●【検証】「日本円がトルコリラ以下に?」ニュースの歪みと投資家が持つべき「信用の物差し」●

MMPAです。

最近、ネットやニュースで「日本円の実質実効為替レートがトルコリラを下回り、最弱通貨になった」という見出しを目にしました。

SNSなどでは、これぞとばかりに「それ見たことか、現政権の失策だ」「日本経済の終わりだ」と、激しいバッシングの材料に使われているようです。
日経平均が史上初の6万円を突破したという華やかなニュースの裏側で、こうした暗い話題を目にすると、「焦って円資産を外貨に換えるべきか」と不安になる方もいるかもしれません。

しかし、ここで一度立ち止まって、冷静に「データの構造」を検証してみましょう。
結論から言えば、このニュースを見て焦って「ろうばい売り」をする必要はまったくありません。
なぜなら、この「最弱」という評価は、あくまで特定の計算式が映し出した一面的な結果に過ぎないからです。

1. 実質実効為替レートという「限定的な物差し」

まず、今回話題になった「実質実効為替レート(REER)」という指標が何を測っているのか、その中身を整理します。

この指標は、単純な「1ドル=〇〇円」という為替レートとは異なります。
世界中の貿易相手国との取引量を考慮し、さらに「お互いの国の物価上昇率(インフレ率)」を計算に組み込んだものです。
一言で言えば、「世界から見た、その通貨の本当の購買力(モノを買う力)」を測る物差しです。

では、なぜ猛烈なインフレと通貨暴落で苦しんでいるはずのトルコリラより、日本円の方が「購買力」が低いという結果になったのでしょうか?

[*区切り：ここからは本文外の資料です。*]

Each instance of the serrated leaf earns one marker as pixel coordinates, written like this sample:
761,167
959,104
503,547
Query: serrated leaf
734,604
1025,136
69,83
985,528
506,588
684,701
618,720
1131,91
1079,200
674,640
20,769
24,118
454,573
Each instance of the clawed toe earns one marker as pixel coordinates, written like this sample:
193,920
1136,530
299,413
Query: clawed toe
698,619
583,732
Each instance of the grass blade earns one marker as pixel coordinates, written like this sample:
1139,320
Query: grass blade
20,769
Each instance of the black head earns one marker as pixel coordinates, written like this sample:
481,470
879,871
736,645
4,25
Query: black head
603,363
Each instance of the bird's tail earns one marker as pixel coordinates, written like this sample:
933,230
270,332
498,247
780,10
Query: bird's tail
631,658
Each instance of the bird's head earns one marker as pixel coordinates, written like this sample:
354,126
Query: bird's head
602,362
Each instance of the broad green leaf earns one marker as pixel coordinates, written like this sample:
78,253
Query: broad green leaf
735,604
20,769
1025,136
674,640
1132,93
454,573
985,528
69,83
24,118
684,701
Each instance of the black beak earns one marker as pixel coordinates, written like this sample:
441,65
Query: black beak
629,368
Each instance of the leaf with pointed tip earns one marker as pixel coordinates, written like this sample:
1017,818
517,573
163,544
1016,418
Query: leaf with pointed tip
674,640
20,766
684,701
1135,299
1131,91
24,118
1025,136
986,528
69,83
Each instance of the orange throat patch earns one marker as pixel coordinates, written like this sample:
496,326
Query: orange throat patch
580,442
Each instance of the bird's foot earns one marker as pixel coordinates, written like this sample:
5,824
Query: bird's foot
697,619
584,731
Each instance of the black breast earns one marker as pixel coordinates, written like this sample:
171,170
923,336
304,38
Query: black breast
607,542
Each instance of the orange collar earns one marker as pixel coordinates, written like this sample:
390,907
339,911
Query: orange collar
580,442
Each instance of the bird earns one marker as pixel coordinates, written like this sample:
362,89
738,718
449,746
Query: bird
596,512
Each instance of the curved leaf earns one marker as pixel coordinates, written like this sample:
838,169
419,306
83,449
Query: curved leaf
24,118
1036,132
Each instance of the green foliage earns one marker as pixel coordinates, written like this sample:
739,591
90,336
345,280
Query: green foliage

  • トルコリラ: 通学暴落のスピードも凄まじいですが、国内の物価上昇(インフレ)がそれを上回る勢いで爆発しています。
    計算式上、激しいインフレは「購買力指数」を押し上げる要因になるため、数値としてはそこまで下がりません。
  • 日本円: 近年の円安進行に対し、日本国内の物価や賃金の上昇は世界に比べて非常に緩やか(低インフレ)でした。
    為替が大きく売られた一方で、物価による押し上げ効果がほぼゼロだったため、指数が歴史的な底まで急落したのです。

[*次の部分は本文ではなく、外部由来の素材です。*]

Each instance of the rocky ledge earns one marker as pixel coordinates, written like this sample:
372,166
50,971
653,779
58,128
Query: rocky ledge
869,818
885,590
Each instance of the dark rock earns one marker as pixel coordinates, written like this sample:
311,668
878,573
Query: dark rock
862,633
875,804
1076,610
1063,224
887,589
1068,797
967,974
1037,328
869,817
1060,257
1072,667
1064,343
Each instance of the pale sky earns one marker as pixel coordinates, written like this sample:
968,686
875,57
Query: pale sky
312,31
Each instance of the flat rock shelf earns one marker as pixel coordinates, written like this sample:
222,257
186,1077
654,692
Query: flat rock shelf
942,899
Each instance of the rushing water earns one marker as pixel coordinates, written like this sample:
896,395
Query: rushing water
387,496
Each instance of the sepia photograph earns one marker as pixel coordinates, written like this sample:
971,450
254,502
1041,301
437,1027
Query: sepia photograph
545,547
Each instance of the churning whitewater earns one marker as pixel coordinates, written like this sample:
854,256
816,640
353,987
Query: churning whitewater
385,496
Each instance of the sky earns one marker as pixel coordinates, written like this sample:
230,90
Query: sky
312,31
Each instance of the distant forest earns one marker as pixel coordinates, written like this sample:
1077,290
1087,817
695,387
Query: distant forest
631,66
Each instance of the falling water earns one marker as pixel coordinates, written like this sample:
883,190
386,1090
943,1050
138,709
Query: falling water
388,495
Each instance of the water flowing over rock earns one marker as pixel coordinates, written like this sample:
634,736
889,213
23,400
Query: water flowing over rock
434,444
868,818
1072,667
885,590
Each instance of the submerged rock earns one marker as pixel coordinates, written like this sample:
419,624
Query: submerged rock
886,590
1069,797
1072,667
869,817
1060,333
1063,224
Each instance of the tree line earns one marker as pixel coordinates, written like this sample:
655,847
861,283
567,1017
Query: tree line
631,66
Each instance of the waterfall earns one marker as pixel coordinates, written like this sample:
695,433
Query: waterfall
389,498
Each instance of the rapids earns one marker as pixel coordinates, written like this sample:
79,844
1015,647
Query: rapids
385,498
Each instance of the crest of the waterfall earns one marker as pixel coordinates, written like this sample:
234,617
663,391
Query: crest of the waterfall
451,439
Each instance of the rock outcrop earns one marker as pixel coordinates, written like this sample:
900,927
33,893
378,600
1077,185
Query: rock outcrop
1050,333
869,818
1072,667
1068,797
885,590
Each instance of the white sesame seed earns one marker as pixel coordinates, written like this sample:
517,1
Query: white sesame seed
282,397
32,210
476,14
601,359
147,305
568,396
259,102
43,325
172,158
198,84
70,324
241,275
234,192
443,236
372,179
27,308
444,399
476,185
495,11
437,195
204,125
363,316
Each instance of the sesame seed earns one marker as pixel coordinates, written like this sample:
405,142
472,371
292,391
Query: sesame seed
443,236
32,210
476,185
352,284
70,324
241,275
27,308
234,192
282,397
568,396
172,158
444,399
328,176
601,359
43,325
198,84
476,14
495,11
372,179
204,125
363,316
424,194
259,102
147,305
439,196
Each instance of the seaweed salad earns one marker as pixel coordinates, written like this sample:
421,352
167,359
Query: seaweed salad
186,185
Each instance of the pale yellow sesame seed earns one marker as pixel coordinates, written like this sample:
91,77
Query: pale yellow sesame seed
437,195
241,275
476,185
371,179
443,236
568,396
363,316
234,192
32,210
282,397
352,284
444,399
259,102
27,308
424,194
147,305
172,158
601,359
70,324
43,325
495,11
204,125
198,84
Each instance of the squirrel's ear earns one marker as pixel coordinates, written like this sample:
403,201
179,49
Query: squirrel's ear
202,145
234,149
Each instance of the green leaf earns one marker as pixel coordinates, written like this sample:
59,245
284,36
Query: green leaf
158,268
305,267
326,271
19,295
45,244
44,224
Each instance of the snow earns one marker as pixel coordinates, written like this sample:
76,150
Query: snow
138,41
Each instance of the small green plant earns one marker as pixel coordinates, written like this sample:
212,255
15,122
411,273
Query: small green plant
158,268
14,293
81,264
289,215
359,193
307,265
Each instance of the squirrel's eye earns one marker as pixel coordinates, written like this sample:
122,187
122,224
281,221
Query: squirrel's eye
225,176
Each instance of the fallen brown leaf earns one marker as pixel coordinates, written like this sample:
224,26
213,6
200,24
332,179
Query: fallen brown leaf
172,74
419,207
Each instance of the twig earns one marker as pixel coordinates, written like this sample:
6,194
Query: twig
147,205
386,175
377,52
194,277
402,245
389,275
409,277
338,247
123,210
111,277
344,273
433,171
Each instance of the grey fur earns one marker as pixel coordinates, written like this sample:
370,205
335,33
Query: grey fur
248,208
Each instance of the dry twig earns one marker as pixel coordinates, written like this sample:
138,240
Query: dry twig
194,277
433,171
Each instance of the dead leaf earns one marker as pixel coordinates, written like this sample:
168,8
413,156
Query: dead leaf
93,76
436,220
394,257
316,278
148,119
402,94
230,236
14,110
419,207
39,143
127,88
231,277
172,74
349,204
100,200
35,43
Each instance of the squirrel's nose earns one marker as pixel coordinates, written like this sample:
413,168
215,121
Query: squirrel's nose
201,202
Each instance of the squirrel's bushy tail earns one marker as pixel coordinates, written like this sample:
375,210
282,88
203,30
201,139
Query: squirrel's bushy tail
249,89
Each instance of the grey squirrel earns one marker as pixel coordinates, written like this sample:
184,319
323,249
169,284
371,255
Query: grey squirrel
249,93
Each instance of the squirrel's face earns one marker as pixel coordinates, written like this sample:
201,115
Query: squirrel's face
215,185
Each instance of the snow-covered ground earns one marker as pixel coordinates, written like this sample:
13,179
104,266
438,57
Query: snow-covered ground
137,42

つまり、これは「通貨そのものの信用」がトルコ以下になったわけではありません。
「世界的なインフレの波に対する、日本の物価上昇の遅れ」が数字の歪みとなって表れた結果なのです。

2. 「購買力」と「信用」を混同してはいけない

どこに焦点を置くかで、物事の捉え方は180度変わります。
ニュースやSNSで大騒ぎしている人たちは、「購買力の低下(モノが高くて買えない)」という事実を、いつの間にか「通貨の信用の失墜」へとすり替えています。

しかし、冷静に考えてみてください。
「日本円の価値が下がったから、明日から貿易の決済通貨をトルコリラに変えます」という国が一つでもあるでしょうか?

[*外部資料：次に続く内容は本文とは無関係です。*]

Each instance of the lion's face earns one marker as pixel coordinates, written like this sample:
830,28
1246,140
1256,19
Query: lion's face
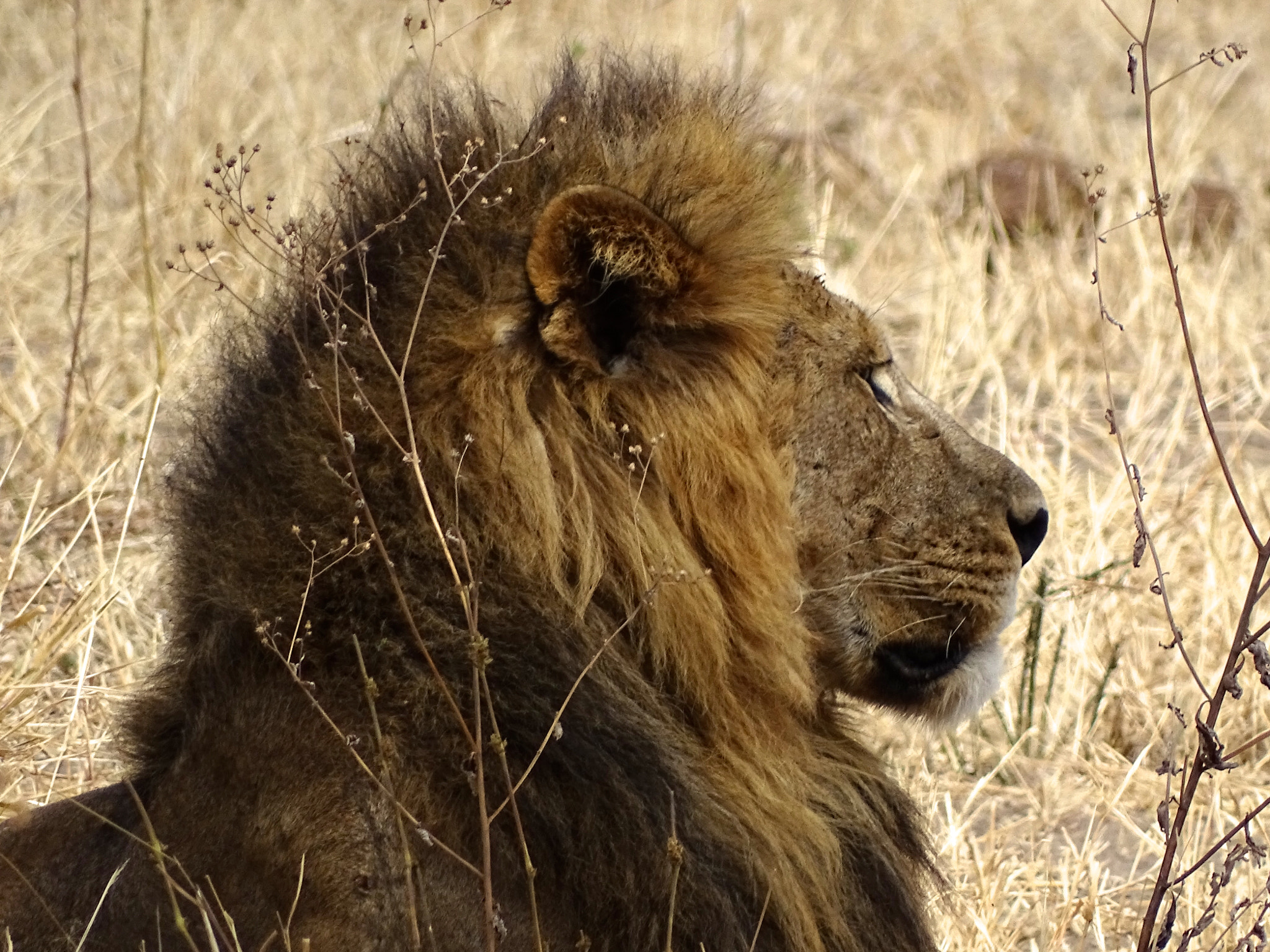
911,532
908,534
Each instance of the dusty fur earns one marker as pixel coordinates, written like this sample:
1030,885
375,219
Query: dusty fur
607,385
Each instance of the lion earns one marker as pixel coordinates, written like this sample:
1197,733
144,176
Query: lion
685,505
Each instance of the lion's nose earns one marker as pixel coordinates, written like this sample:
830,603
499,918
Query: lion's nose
1029,530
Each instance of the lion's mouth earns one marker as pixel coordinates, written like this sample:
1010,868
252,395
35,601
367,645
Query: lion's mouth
910,667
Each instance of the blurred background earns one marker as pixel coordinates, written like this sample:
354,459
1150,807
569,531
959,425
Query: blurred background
940,148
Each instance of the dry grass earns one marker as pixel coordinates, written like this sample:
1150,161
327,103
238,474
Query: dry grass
1048,839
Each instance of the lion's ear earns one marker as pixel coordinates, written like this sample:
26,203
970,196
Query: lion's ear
609,271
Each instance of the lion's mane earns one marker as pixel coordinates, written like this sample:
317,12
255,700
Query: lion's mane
709,697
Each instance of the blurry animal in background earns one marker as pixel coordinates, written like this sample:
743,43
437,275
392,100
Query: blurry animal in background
1020,192
1207,215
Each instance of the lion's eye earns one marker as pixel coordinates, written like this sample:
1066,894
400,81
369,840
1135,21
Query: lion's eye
881,384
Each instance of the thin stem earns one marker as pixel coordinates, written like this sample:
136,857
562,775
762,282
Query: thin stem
488,874
1222,842
78,89
1132,36
1178,295
530,873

通貨の「信用」という焦点で世界を見渡せば、以下の客観的事実が見えてきます。

  • 決済通貨としての圧倒的な地位: 日本円は今でも世界中で「普通に不自由なく使える」信頼性の高い通貨です。
  • 世界トップクラスの外貨準備高: 世界中の中央銀行が、万が一の備えとして日本円を常に大量に保有しています。
  • 世界最大の対外純資産: 日本は海外に莫大な資産を持つ、世界一の「金持ち国」というバックボーンを維持しています。

インフレに苦しみ、慢性的な財政・経常赤字を抱えるトルコリラと、日本円の「信用」には、依然として天と地ほどの差があります。
特定の数値を都合よく切り取った政権批判のノイズに、大切な資産運用を振り回される筋合いはありません。

3. 投資家として、私たちが今すべきこと

もちろん、「日本円の購買力が落ちている(円安・インフレがじわじわ進んでいる)」という長期的なトレンド自体は事実です。
海外旅行が高くなったり、iPhoneの価格が上がったりしている生活実感は無視できません。

だからこそ、私たち個人投資家が取るべき行動は、感情的なバッシングに乗っかることでも、パニックになって円を投げ売りすることでもありません。

やるべきことはいつも同じ、「淡々とした世界への分散投資」です。

世界株インデックスや、高配当株、あるいはその他の資産を通じて、円建ての現金だけに資産を集中させるリスクを分散していく。
ニュースが「日経平均6万円」と煽ろうが、「円はリラ以下」と脅そうが、指標の構造を理解していれば、自分の投資戦略(ドルコスト平均法など)を迷わず維持できるはずです。

情報の「焦点」を絞られすぎて周りが見えなくなっている状態が、一番のリスクです。
常にカメラを「引きの映像」に切り替え、市場の構造を冷静に見つめていきましょう。